ISP help desk manager fell for 'Internet Cleaning Day' prank
"This week, meet a reader we'll Regomize as "Mason" who told us that in the mid-1990s he worked as a Unix administrator for a daily newspaper which decided to start a new business as a dialup internet service provider (ISP). The ISP was set up as a separate department with its own help desk and server administrators, but Mason was sometimes called in to help because the Unix boxes he managed handled jobs like dialup authentication and DNS."
"Mason also pointed out that in the innocent early years of the internet, netizens enjoyed sharing prank emails.
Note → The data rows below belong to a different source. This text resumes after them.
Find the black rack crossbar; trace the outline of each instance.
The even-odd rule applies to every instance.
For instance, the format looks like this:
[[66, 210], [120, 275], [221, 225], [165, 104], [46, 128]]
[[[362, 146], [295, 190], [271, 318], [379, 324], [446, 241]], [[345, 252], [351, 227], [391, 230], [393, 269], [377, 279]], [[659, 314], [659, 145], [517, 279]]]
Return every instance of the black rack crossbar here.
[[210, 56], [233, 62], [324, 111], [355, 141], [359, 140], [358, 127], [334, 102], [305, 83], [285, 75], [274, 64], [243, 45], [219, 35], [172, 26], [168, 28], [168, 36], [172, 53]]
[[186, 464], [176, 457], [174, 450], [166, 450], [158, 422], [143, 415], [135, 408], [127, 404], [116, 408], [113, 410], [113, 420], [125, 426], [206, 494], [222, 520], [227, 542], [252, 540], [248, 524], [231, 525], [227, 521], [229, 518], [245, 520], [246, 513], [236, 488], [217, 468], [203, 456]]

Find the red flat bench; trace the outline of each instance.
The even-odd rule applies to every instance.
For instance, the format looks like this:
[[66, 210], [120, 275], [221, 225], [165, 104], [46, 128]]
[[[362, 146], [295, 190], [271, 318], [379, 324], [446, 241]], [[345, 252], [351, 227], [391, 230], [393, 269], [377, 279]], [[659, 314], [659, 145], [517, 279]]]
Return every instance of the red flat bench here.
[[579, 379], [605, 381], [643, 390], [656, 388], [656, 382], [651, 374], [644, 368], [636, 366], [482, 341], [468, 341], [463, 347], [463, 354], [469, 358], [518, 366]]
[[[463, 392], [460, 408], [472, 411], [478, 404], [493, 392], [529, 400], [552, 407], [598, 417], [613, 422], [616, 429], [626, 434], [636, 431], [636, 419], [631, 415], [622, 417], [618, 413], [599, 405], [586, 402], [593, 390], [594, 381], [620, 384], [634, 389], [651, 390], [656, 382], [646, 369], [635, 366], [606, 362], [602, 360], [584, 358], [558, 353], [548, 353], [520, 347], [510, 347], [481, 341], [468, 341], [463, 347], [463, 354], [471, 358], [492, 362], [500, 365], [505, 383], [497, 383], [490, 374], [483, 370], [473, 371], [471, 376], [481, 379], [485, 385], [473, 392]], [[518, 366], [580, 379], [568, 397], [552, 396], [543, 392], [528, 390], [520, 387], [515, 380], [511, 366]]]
One day, he received such a message about "Internet Cleaning Day" which explained that in a few days, at midnight, the entire Internet would be shut down and scrubbed clean for six hours. "During that window, lost packets would be cleaned out of routers, dead gopher servers would be pulled out of holes, leaky pipes would be mended, etc," Mason explained to On Call."
In the mid-1990s a Unix administrator named Mason supported a newspaper that launched a dialup ISP as a separate department. The ISP maintained its own help desk and server admins, but Mason's Unix servers handled critical services such as dialup authentication and DNS, requiring occasional intervention. Early internet users frequently circulated prank emails, and Mason forwarded one claiming an upcoming "Internet Cleaning Day" outage. The ISP help desk manager accepted the prank as real and began preparing customer notifications. Mason discovered the outgoing notice after lunch and chose to call the help desk manager to explain the message before customers were informed.